Como haces para sincronizar la señal que recibe el diodo del opto proveniente del arduino? pregunto de ignorancia, nunca hice nada con estas cosas, pero ese pulso no deberia estar sincronizado con la senoidal de la alterna del lado del motor? o eso no influye para nada?


----------



## rachelies

Para sincronizar tengo un detector de paso por cero, que cuando detecta este paso por cero es cuando cuenta los ms para hacer el disparo dentro del semiciclo de la onda actual.


----------



## sergiot

Ok, me imaginé que algo de eso deberías hacer, no probaste de medir con un osciloscopio lo que esta sucediendo? si realmente estas cortando el semiciclo con el angulo correcto y de forma estable en el tiempo?


----------



## rachelies

Un osciloscopio es lo que me gustaría, pero en casa no lo tengo. Utilizo el del trabajo cuando puedo.


----------



## miglo

rachelies dijo:


> ¿Qué tal el proyecto? ¿Funciona el motor? Estoy tratando de hacer lo mismo, poder controlar el motor de una lavadora con un arduino y un triac. El montaje que tengo, funciona perfectamente con una bombilla, pero con el motor no soy capaz.
> El circuito es el que se ve en muchos sitios de internet:
> Ver el archivo adjunto 183331
> En Rs tengo 100ohm y Cs 100nF, y un triac BTA snubberless (en teoria)
> Con la frecuencia de red de España, 50Hz, hay 10ms entre pasos por cero. Para hacer pruebas hago el disparo a los 8ms; el motor arranca y va bien como 2 segundos, pero luego empieza a acelerarse a escalones sin yo mover el disparo. Como si al arrancar fuese a 500rpm, al rato sube a 600, al segundo a 800.... y se va embalando pero así a escalones, no lineal.
> Ya estoy perdido porque ya he probado a quitar y poner filtros, y sigue siempre igual. Ya he probado hasta con diferentes MOC3021 por si estuviese mal, pero lo mismo.
> ¿Puede ser que se autodispare el Triac?

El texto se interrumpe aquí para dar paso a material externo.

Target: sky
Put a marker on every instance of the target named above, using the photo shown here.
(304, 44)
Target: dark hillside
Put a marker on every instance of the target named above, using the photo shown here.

Debes tener clara una cosa, suponiendo que estes usando un motor universal, el motor le mandas toda la corriente, al arrancar va despacio pero luego va subiendo hasta llegar al maximo, por eso te va subiendo las revoluciones, de hay el circuito de paso por cero, para ajustar el disparo y asi mantenerlo en una velocidad, mas-menos, constante.


----------



## Scooter

rachelies dijo:


> Por partes: He probado con un opto triac de deteccion de cruce por cero, el MOC3041, pero con una bombilla. Con el mismo código hace cosas raras, como disparos aleatorios. Volveré a probar con más calma, pero como vi esa respuesta, pues ni seguí peleando con él y pasé directamente al MOC3021.
> Lo de dispararlo continuamente no lo probé, pero ¿que puedo esperar de ello? yo creo que se pone al 100% el motor, ¿no?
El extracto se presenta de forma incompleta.